Достаточно вспомнить трепетное отношение Фуко к творчеству таких писателей, как Арто, Шар, постоянные возвращения к Самюэлю Беккету или роману-диалогу Дидро «Племянник Рамо» [17], опыт прочтения Реймона Русселя, хвалебные отзывы в адрес Жана Жене или же отношение к творчеству Пьера Клоссовски, который, в свою очередь, посвятил Фуко свой роман «Бафомет»…

Неоднократно проводились аналитические работы по изучению «литературных мест» в текстах Фуко [18], но не имеет смысла комментировать творчество философа, которому одной из погрешностей современности казалась сама манера комментария к готовому тексту [19].

В 1963 году одновременно с «Рождением клиники» в свет выходит книга Фуко «Реймон Руссель» [20]. Неподдельный интерес философа к малоизвестному писателю биографы наблюдают на протяжении всей его жизни. Фуко неоднократно говорил, что на него огромное влияние оказал стиль Русселя, наряду со стилем Башляра, Лакана и др. Но для исследователей Фуко интерес представляет скорее всего не столько стиль Русселя, сколько фигура писателя и тематика его письма. Так, Руссель страдал психическими расстройствами и покончил с собой в гостиничном номере; назывались две возможные причины смерти: одни утверждали, что это было убийство, что Русселя убил слу- чайный любовник, другие, в том числе и сам Фуко, настаивали на версии о самоубийстве [21].

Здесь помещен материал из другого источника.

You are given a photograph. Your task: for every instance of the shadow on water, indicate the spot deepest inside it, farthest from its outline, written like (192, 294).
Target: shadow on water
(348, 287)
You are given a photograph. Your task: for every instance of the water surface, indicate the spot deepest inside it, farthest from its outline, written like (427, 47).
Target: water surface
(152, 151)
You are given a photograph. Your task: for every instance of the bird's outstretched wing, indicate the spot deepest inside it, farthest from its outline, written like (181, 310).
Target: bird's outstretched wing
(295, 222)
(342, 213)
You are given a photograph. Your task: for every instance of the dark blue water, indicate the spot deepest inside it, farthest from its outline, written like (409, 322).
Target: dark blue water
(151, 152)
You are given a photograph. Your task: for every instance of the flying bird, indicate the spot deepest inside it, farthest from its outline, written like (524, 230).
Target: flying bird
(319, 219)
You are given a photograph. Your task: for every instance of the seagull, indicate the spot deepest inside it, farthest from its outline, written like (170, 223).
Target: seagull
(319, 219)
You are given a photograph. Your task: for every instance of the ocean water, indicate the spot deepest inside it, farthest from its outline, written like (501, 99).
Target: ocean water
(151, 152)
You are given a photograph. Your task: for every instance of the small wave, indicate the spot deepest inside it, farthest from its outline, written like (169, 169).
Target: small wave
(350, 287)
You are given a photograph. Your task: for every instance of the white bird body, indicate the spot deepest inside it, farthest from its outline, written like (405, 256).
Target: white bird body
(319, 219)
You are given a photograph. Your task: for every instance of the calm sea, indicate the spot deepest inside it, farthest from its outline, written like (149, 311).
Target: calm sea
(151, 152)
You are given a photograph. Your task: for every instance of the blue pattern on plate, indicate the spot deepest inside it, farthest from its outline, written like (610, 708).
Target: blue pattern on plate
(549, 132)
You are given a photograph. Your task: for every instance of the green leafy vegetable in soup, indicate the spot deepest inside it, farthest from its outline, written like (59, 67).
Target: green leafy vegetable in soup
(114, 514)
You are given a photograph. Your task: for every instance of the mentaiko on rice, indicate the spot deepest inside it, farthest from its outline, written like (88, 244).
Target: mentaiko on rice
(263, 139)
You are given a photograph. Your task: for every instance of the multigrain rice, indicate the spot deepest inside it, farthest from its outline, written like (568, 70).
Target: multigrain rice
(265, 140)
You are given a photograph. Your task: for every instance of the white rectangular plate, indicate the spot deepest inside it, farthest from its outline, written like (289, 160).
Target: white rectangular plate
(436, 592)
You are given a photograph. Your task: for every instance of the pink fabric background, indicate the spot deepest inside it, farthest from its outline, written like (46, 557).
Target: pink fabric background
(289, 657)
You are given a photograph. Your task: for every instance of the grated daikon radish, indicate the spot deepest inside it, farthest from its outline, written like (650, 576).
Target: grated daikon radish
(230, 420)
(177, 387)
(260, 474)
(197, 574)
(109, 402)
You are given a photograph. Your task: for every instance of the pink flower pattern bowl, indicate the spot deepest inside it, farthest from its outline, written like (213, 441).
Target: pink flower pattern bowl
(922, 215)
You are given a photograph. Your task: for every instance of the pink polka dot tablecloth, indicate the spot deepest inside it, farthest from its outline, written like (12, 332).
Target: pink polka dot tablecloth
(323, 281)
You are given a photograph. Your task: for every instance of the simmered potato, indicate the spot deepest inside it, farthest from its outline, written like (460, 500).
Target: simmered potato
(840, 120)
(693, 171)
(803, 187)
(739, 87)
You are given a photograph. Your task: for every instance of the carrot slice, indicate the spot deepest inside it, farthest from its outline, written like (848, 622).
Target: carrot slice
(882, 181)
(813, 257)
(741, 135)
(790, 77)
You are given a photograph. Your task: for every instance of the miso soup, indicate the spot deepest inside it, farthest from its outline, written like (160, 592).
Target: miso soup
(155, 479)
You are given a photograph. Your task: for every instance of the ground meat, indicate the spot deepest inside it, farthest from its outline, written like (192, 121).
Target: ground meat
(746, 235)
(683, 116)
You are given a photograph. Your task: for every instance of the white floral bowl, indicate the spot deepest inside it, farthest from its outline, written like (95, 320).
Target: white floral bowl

Мишель Фуко и Жан Жене на митинге против расовой дискриминации.

Мишель Фуко и Жан Жене на митинге против расовой дискриминации.

Сопоставляя, сравнивая существующие биографии Мишеля Фуко с романом Данкер, нельзя не заметить и другую линию «судьбы» писателя. Можно сказать, что история Поля Мишеля во многом похожа на биографию Ж. Жене. Жене — еще одно увлечение Фуко, непризнанный писатель, уже ставший постоянным интересом философа. Возможно, Жене представлялся Фуко одним из тех, кто наиболее полно способен уходить на самое дно, чтобы, вернувшись, говорить искренним голосом опыта и личного переживания [22, 23]. Роман Патрисии Данкер сосредоточен в некоторой степени на отношении Фуко к Жене, и наоборот. Фуко восхищался писателем, но сам Жене так и не ознакомился с творчеством философа. Эти отношения, точнее, их отсутствие, при интересе одного к другому, описанные биографами Фуко, чем-то похожи на эпистолярную связь героя Данкер с туманным образом философа Мишеля Фуко. Поль Мишель — это своеобразная вариация того самого «Святого злодея», который был так внимательно прочтен Сартром («Святой Жене, комедиант и мученик»). В романе Данкер — схожесть не биографий, а батаевской транспозиции «литературы и зла», а точнее «зла», привнесенного в литературу пограничными переживаниями автора. И эта схожесть не остается незамеченной для исследователей жизни и творчества Мишеля Фуко [24].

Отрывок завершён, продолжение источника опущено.